Fridge Jokes / Recent Jokes
There are four elephants in a Volkswagon. How do you know when one went into your refrigerator?
Answer: There is a set of footprints in the butter!
How do you know when there were two elephants in the fridge?
Answer: There are two sets of footprints in the butter!
How do you know when there were three elephants in your fridge?
Answer: you have three sets of footprints in the butter!
How do you know when four elephants were in your fridge?
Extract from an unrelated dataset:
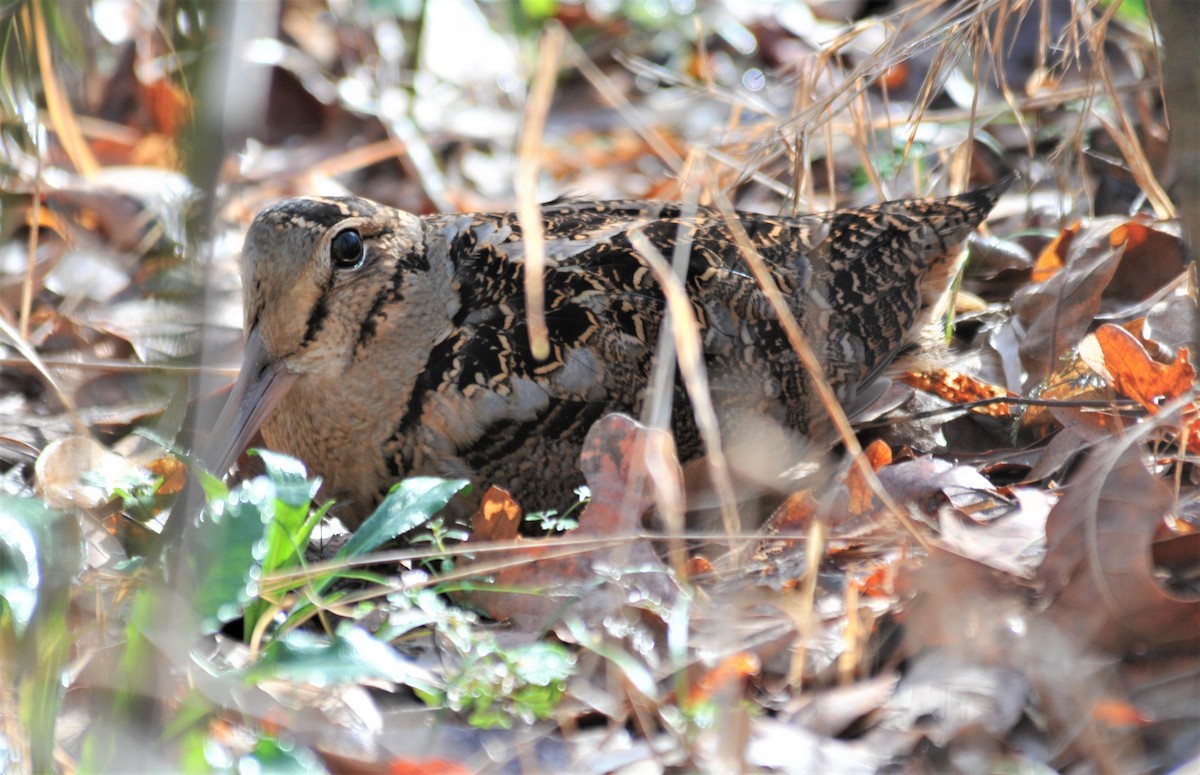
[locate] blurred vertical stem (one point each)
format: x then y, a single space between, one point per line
1176 20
Answer: You have an empty Volkswagon!
Q-Why did the Monkey fall out of the tree? A-because it was dead! Q-Why did the Fridge fall out of the tree? A-because it was attached to the Monkey! Q-What do you do if a Monkey falls out of a tree? A-watch out for the Fridge!!!
A woman walks into the butcher shop just before closing. She says, "Thank Heavens I've made it in time! Have you any turkey?" The butcher opens his fridge and takes out his only turkey, and plops it onto the scale. It weighs 4 1/2 pounds.
"Ah, haven't you anything bigger?" the woman inquires. The butcher returns the turkey to the fridge, takes it out again, and plops it onto the scale, only this time, he keeps his thumb on the turkey. The scale shows 7 1/4 pounds.
"Marvelous!" says the woman. "I'll have both of them please."
Q: Why are bachelors thin, and married men fat? A: Bachelors come home, check to see what's in the fridge, and go to bed.?.Married men come home, check to see what's in the bed, and go the fridge.
How can you tell if an elephant is in your fridge?
The door won’t shut.
a man went to his hotel room and saw his wife
naked in the bed and a room cleaner standing at the end of the bed so the man trew him off the balcony and trew a fridge on him.The
cleaner went to heaven and God said,"sad storys only"
the wife told the man that nothing happened and the cleaner was cleaning the room.
the husband shot himself in the head for killing somebody.he went to heaven and told god the story.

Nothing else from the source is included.